Now i am performing following scenario:

  1. disconnect both masters from this slave. (TEST_TABLE having the last row with P_ID 30)

  2. After discoonecting, add an entry (into TEST_TABLE) on both MASTERS. (primary key entry with auto_incremeent went to 31)

  3. reconnect slave to master-1 (It replicate the data with P_ID 31 on it)

  4. reconnect slave to master-2 (Here comes the Duplicate Entry ERROR)

I am unable to figure out what the purpose of replication is if i have to face this issue? or am i missing something too basic?

I have done this with both Row Based Replication as well as Statement Based Replication but same error. So what's the point of SBR? Only to log statement rather than row data? Or if it's replicating the statement, why issuing the same P_ID and not just running the command generally and auto_incrementing the id to 32.

Reference query can be: **INSERT INTO TEST_TABLE ('firstname','lastname') VALUES('f_name_entry','l_name_entry')**

If really i am getting all this wrong and this is the exact behavior replication do, then whats the solution to it?

Banging my head for whole week on this. Kindly ask if anything is missing and Sorry if i am unable to explain something. Thanks in advance to bear me.

Best Answer

Replication behaved exactly how it is supposed to be- you wrote the same row (as in, it had the same id on both masters, even if data was different), but a multi-master setup is not a tight cluster- it just redos what on the replicas the same things that happened on the master, up to the ids. It does not handle conflict resolution automatically.

I understand that you expected, with Statement Based Replication, to replicate the actual SQL (vs ROW, which replicates the previous old and new rows), so it gets a new, proper ID. While this is exactly what happens (what it is written to the binary log), it also stores internally the auto_increment id. This is because if later you run a DELETE or an UPDATE, or an INSERT... SELECT it would affect the wrong rows.

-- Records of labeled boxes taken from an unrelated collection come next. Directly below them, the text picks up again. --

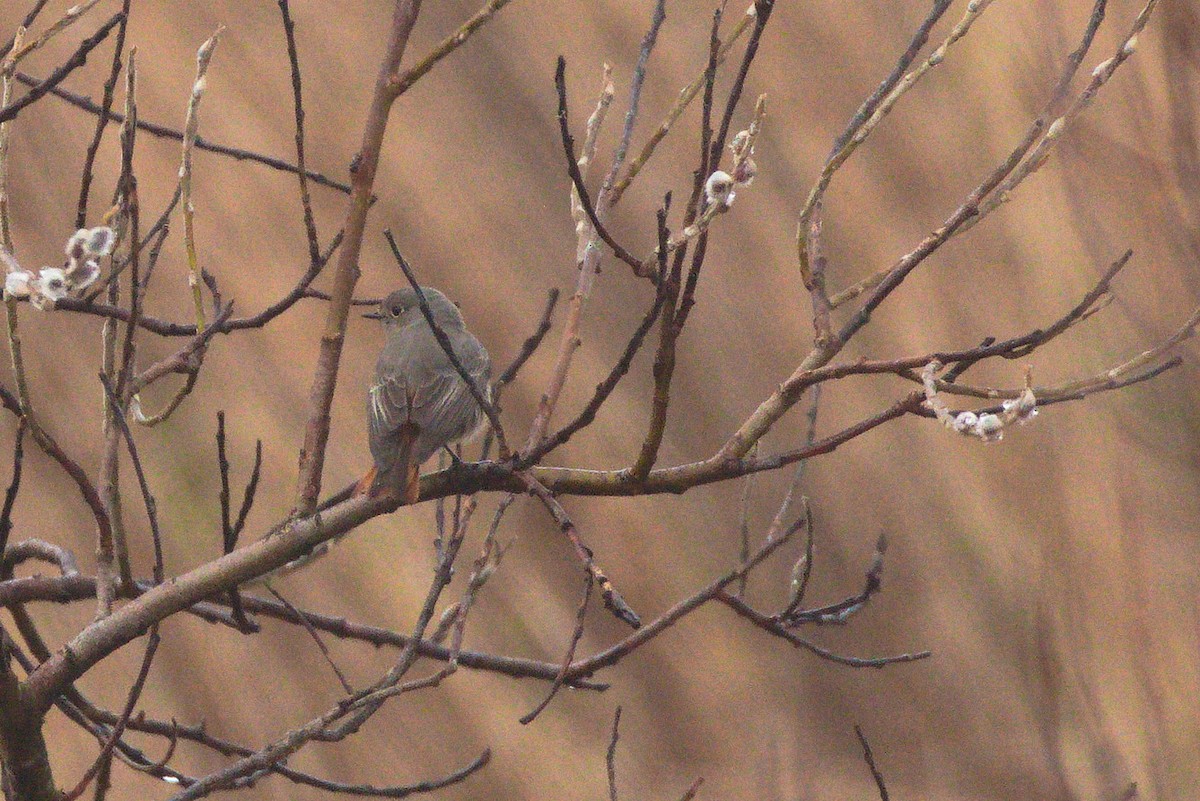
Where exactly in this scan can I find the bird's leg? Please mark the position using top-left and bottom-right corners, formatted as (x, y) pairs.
(442, 445), (467, 470)
(353, 464), (379, 498)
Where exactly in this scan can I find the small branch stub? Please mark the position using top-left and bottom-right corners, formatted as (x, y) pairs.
(920, 361), (1038, 442)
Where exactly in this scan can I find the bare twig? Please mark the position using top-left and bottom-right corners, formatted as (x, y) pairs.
(17, 71), (350, 194)
(0, 13), (125, 122)
(396, 0), (511, 95)
(854, 723), (888, 801)
(605, 706), (620, 801)
(295, 0), (420, 514)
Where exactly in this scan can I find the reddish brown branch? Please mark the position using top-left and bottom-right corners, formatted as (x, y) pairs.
(295, 0), (421, 514)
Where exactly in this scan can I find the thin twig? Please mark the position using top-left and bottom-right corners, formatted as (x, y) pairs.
(396, 0), (511, 95)
(17, 71), (350, 194)
(264, 582), (354, 695)
(517, 470), (642, 628)
(605, 706), (620, 801)
(518, 570), (595, 725)
(854, 723), (888, 801)
(278, 0), (320, 264)
(0, 13), (125, 122)
(295, 0), (420, 514)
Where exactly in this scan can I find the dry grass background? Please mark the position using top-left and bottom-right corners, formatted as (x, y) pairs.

Generally, multi-source replication does not behave like a tight cluster- you want to use it just to consolidate data from different tables, or to share tables among several different replica sets. If you want automatic conflict resolution and being able to write to any server on a set, you want clustering technologies such as Galera or InnoDB Cluster which would make your writes either fail or work in a coordinated way when inserted the same data on several hosts.

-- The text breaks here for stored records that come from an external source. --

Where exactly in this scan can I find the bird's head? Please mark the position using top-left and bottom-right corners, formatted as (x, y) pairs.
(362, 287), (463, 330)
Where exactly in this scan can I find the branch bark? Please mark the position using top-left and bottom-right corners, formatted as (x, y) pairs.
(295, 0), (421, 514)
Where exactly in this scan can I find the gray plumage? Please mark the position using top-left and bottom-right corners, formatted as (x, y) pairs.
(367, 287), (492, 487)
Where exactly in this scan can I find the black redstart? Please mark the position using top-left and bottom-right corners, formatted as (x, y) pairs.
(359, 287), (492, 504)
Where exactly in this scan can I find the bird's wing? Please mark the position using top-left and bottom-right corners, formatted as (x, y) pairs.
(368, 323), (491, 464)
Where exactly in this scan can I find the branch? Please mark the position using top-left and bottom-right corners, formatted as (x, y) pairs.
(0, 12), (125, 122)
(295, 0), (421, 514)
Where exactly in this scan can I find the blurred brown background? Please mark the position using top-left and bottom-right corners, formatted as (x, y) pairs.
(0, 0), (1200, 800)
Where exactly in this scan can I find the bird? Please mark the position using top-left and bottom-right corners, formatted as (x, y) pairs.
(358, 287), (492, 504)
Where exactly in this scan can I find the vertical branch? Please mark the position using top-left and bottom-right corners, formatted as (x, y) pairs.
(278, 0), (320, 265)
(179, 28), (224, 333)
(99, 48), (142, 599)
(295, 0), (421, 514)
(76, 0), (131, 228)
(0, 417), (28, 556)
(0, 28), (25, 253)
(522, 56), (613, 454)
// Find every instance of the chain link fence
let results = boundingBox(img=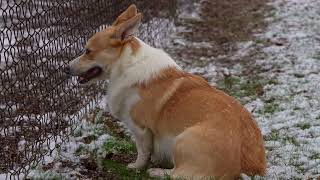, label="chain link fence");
[0,0,176,179]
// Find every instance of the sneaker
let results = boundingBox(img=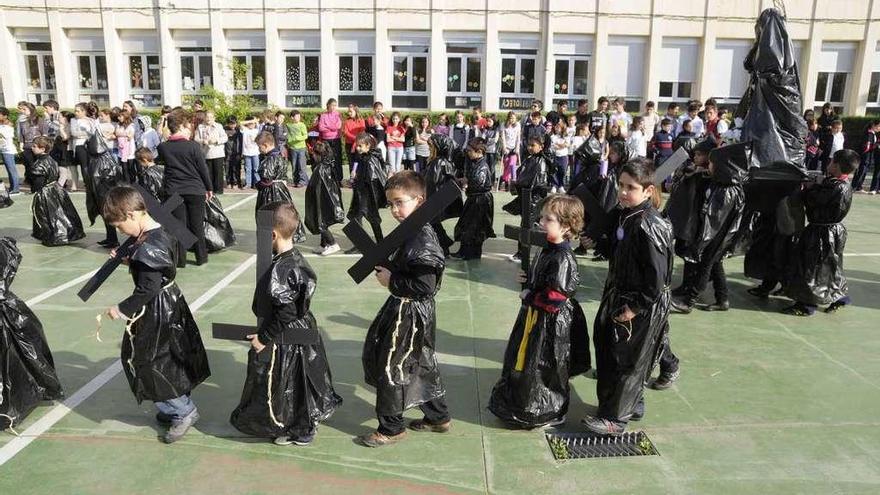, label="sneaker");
[357,430,406,448]
[409,418,452,433]
[651,369,681,390]
[581,416,624,437]
[320,244,342,256]
[162,409,199,443]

Technically, it would be possible to making work the setup you want- there is this option called auto_increment_increment (combined with auto_increment_offset) that allows to "merge" inserts from several masters by, for example, creating only odd auto_increment values on one host and even on the other so you configure:

MASTER 1:
auto_increment_increment=2
auto_increment_offset=0

MASTER 2:
auto_increment_increment=2
auto_increment_offset=1

so the autoincs don't collide. There are other multiple options, like dropping or renaming the auto_increment column on the replica or creating triggers on it, both while using STATEMENT based replication so they generate the right code.

However, these 2 options are quite fragile (e.g. auto_increment_increment only works for inserts, not for updates or deletes), and tend to make replication break due to side effects- plus when it breaks it is difficult to fix it due to this custom setup, so I don't recommend it normally. I would suggest to avoid setting up replication with different masters and replicas unless it is in a very controlled environment (separate tables or dbs) and try clustering technologies instead. The actual decision would depend on what you really want to achieve in the end, as it is not fully clear on your question- so I am just explained why it didn't work and how people make it work normally.